As a minor example, I canceled chest physiotherapy the other day because I was feeling terrible (unrelated reasons) and just couldn’t stomach the thought of a half-hour’s worth of clapping. I wanted rest and I wanted peace. Yet by the very next day I was much more congested and wheezing on both my inhale and exhale, and knew that not having chest PT made a difference. Do I regret the decision? No, because in that moment, other health concerns outweighed the needs of my usually demanding lungs.
Decisions that might make so much sense from a financial, professional, and emotional standpoint sometimes conflict with what makes the most sense from a physical standpoint. There are all these reasons to take on a new challenge, but sometimes no matter how many compelling reasons there are to do something, the difficult answer comes down to this: what is good for the body and the mind do not always correspond. Sometimes the long-terms physical consequences of decisions are not worth the short-term gratification.

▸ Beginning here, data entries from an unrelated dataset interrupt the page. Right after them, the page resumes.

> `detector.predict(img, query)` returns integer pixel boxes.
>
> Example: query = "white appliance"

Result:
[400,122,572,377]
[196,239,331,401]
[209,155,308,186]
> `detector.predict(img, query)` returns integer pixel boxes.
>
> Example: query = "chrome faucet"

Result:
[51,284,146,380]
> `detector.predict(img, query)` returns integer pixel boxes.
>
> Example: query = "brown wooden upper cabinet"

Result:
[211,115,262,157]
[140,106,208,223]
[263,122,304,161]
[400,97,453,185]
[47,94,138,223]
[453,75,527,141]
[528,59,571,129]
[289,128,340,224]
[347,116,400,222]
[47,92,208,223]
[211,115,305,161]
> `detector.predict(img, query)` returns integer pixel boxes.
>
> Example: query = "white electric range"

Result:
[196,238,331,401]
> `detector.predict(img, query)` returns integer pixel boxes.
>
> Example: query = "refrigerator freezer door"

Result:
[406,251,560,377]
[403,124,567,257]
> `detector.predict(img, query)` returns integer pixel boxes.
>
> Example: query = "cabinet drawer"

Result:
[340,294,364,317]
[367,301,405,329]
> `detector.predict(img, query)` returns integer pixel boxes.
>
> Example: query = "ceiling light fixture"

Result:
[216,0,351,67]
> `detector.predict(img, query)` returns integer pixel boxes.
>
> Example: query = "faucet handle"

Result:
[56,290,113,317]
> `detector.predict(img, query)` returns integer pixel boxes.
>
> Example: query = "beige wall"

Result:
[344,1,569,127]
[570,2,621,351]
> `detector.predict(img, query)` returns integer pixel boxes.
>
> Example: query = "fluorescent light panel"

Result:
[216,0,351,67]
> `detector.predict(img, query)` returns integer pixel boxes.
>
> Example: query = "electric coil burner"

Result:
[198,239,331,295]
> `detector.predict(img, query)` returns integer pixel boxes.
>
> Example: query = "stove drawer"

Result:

Of course, the reverse holds just as true. Sometimes it is more important to take the risk, to have that experience, than it is to miss out on it. Speaking as a girl who needed multiple doctors’ letters and lot of legwork to prove I was healthy enough to travel abroad when I was accepted into an Irish university, I can vouch for that.
And sometimes it is more important to be there for someone else even if it comes at the expense of your own body or comfort, because those memories are what people carry with them. Those memories are what you carry, too.
This all makes me think about I conversation I had on Twitter about H1N1 vaccinations recently. When asked how I felt about getting one, I said that it made sense for my individual circumstances—I am in a high-risk category, and all infections hit my lungs harder to begin with. I’d rather deal with the consequences of the shot than take a gamble with a flu virus that can cause serious (sometimes lethal) secondary lung infections.
But, these are my circumstances and my health priorities and might not apply to you for your own individual reasons.
In the end, I think most of us face so many choices that force us to weigh benefits and risks. From choosing time with friends over work to choosing certain medications over others due to different side effects, very little is without calculation…and the line is always changing.
But that’s what keeps things interesting, right?